Speed Adaptability Assessment of Railway Balise Transmission Module Using a Deep-Adaptive-Attention-Based Encoder-Decoder Network

The accurate forecast of the number of effective telegram frames (NETF) received by the balise transmission module (BTM) at different speeds is the key to assessing its speed adaptability. However, the NETF index has a complex correlation with multiple BTM transmission parameters and exhibits highly nonlinear variations in the speed dimension, which poses a challenge to the NETF series prediction. Thus, a deep-adaptive-attention-based model is proposed in this article, which combines two enhanced attention mechanisms into the long short-term memory encoder-decoder network to thoroughly explore the spatial-speed relationship between the historical multivariate series and the future NETF series.
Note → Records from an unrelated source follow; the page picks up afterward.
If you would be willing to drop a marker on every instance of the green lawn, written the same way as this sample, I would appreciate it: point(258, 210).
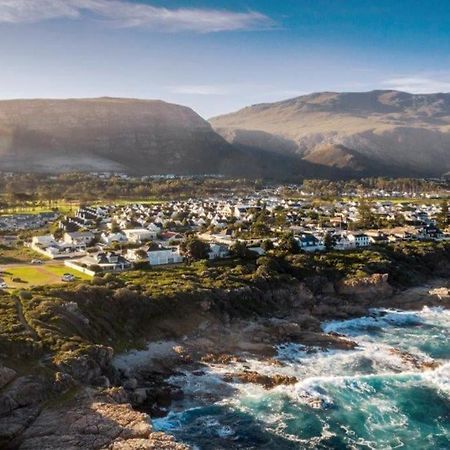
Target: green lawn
point(18, 255)
point(38, 275)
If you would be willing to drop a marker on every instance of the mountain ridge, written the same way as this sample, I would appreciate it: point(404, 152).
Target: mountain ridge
point(407, 132)
point(324, 134)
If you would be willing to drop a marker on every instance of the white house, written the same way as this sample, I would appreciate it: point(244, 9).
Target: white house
point(79, 238)
point(218, 251)
point(140, 234)
point(309, 243)
point(43, 241)
point(359, 239)
point(162, 256)
point(112, 238)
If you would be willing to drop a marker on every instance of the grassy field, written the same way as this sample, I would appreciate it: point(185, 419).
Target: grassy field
point(26, 276)
point(67, 207)
point(18, 255)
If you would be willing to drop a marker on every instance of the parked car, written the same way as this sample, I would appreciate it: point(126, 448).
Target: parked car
point(68, 277)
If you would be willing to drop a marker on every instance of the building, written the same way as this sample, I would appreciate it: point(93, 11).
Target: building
point(309, 243)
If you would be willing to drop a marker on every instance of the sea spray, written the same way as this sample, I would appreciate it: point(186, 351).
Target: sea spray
point(391, 391)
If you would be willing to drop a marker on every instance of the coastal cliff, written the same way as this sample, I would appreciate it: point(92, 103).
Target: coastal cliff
point(73, 338)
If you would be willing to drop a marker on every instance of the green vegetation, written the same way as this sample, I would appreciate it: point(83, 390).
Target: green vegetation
point(17, 254)
point(24, 276)
point(125, 310)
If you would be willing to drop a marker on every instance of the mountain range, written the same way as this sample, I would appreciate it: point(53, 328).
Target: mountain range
point(326, 134)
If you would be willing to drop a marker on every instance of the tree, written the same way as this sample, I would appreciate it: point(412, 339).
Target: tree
point(114, 226)
point(443, 217)
point(141, 254)
point(267, 245)
point(240, 250)
point(329, 241)
point(194, 249)
point(366, 217)
point(288, 244)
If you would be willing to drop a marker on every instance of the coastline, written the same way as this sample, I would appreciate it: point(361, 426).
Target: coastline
point(210, 338)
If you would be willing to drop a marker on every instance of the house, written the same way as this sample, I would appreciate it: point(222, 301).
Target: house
point(79, 238)
point(218, 251)
point(359, 239)
point(138, 235)
point(164, 255)
point(309, 243)
point(43, 241)
point(112, 262)
point(113, 238)
point(429, 232)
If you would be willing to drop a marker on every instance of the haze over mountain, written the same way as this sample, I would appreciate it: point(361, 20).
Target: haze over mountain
point(377, 132)
point(318, 135)
point(140, 137)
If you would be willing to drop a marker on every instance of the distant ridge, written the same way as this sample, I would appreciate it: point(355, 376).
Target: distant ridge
point(326, 134)
point(383, 132)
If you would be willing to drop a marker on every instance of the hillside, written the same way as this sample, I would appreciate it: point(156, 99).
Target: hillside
point(139, 137)
point(383, 132)
point(104, 134)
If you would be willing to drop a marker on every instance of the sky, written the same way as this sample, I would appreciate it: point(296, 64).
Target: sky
point(219, 56)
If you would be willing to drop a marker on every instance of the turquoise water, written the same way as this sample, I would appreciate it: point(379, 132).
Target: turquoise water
point(374, 397)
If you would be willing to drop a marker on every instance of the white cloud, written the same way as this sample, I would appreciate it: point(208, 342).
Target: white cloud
point(123, 13)
point(417, 85)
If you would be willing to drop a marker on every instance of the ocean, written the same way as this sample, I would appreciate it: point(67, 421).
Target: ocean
point(392, 391)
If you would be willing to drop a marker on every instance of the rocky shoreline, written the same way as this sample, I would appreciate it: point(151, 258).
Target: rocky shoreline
point(114, 411)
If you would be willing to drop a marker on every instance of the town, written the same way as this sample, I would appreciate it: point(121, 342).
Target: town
point(118, 237)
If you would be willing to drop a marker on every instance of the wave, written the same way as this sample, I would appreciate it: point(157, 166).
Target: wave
point(391, 391)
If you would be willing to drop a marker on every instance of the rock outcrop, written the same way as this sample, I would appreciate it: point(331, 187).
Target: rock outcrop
point(373, 286)
point(267, 381)
point(95, 421)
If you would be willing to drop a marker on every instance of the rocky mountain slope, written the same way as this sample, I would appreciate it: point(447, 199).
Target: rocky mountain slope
point(107, 134)
point(378, 132)
point(139, 137)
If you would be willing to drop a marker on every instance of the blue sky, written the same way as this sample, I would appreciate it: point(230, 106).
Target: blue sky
point(218, 56)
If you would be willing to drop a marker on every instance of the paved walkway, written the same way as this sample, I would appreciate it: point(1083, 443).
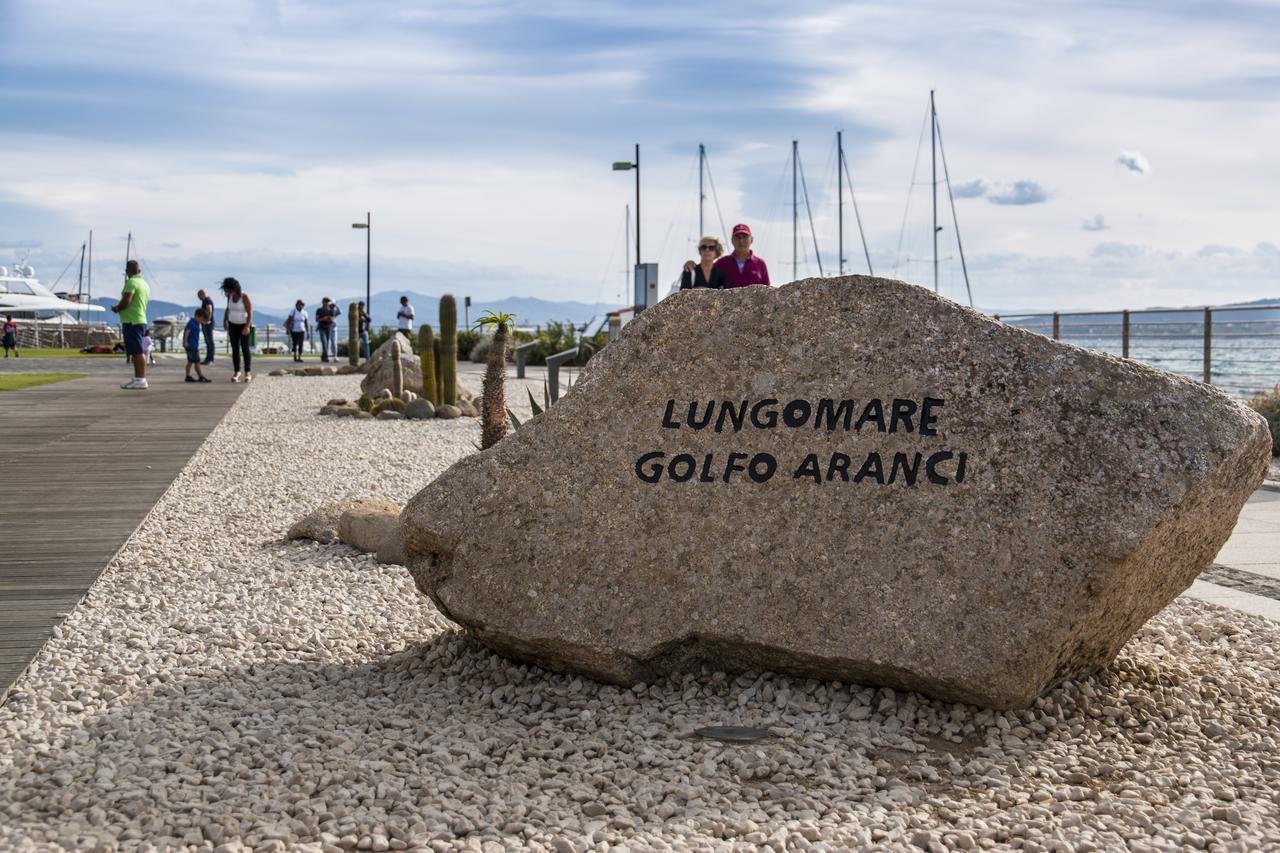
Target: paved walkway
point(82, 464)
point(1246, 574)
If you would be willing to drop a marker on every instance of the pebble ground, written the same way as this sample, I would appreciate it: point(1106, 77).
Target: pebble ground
point(223, 689)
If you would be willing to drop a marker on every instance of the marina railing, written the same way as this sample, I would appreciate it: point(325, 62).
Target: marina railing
point(1237, 349)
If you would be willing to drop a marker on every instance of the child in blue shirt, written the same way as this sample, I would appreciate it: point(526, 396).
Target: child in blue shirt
point(191, 343)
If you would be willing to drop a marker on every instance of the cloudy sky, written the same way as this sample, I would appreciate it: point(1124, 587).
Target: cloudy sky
point(1101, 154)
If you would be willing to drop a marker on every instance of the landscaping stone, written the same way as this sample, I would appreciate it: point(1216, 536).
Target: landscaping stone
point(321, 524)
point(371, 525)
point(849, 479)
point(420, 409)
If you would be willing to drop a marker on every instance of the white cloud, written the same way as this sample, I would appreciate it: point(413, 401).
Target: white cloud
point(1134, 162)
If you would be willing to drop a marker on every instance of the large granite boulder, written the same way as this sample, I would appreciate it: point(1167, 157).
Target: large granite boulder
point(848, 479)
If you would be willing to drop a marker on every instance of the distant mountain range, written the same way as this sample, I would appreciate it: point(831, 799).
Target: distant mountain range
point(529, 311)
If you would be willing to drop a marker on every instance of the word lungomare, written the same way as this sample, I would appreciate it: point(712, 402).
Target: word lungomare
point(941, 468)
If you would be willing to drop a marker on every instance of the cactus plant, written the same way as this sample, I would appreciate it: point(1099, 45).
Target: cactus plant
point(397, 370)
point(493, 409)
point(439, 377)
point(426, 357)
point(352, 334)
point(449, 347)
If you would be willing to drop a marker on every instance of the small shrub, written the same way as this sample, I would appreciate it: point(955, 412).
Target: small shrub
point(1269, 406)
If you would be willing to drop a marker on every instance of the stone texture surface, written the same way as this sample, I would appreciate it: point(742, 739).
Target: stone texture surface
point(371, 527)
point(1093, 491)
point(321, 524)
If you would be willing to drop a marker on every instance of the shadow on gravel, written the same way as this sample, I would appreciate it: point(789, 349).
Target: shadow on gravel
point(451, 739)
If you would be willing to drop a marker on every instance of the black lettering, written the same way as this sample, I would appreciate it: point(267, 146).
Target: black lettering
point(707, 418)
point(871, 468)
point(927, 416)
point(731, 465)
point(839, 465)
point(903, 411)
point(686, 463)
point(873, 411)
point(667, 418)
point(833, 413)
point(771, 415)
point(654, 473)
point(931, 466)
point(808, 468)
point(705, 477)
point(767, 463)
point(909, 471)
point(736, 418)
point(796, 413)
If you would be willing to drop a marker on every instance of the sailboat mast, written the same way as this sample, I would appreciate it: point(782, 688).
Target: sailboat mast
point(933, 149)
point(91, 265)
point(795, 211)
point(840, 199)
point(80, 282)
point(702, 194)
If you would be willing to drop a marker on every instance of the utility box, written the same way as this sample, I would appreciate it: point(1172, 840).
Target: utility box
point(647, 286)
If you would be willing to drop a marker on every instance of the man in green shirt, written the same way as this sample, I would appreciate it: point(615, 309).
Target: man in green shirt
point(132, 309)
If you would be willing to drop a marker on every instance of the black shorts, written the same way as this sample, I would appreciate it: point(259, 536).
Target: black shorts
point(133, 333)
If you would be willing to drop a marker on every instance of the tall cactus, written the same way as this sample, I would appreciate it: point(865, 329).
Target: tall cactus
point(439, 375)
point(449, 347)
point(426, 359)
point(397, 370)
point(352, 334)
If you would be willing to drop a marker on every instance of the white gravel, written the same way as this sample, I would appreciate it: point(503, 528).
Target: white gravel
point(222, 689)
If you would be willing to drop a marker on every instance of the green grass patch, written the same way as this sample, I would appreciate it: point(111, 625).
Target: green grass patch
point(18, 381)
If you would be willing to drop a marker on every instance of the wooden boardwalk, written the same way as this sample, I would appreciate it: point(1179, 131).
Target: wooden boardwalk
point(81, 465)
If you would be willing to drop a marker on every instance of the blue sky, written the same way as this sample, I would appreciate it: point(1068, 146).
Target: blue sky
point(1104, 155)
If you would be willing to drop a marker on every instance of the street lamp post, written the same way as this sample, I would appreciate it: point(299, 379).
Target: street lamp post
point(369, 254)
point(624, 165)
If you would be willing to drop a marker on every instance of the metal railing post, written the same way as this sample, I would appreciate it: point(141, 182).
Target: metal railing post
point(1208, 345)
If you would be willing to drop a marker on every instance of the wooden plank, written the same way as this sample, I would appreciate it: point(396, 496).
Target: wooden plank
point(76, 460)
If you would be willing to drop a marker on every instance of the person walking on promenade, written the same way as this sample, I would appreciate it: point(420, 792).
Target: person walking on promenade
point(206, 328)
point(10, 337)
point(191, 343)
point(132, 309)
point(327, 324)
point(364, 329)
point(703, 272)
point(744, 267)
point(238, 320)
point(405, 318)
point(297, 325)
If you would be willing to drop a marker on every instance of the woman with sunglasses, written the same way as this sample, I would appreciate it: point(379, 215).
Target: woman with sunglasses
point(703, 272)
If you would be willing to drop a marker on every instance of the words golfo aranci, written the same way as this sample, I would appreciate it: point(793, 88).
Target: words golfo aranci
point(862, 419)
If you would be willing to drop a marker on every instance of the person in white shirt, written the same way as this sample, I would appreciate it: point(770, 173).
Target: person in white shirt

Specifically, the proposed model consists of an encoder with a dual-phase spatial-attention mechanism and a decoder with an adaptive speed-attention mechanism, which can jointly capture the stable spatial correlation and relevant long-term speed-dependent information of the input multivariate series across all speed steps for the robust and accurate prediction of the NETF series. Experimental results on real-world BTM datasets demonstrate that the proposed model can predict the NETF series with the lowest local predicted error and highest overall prediction accuracy, compared with other state-of-the-art attention-based methods.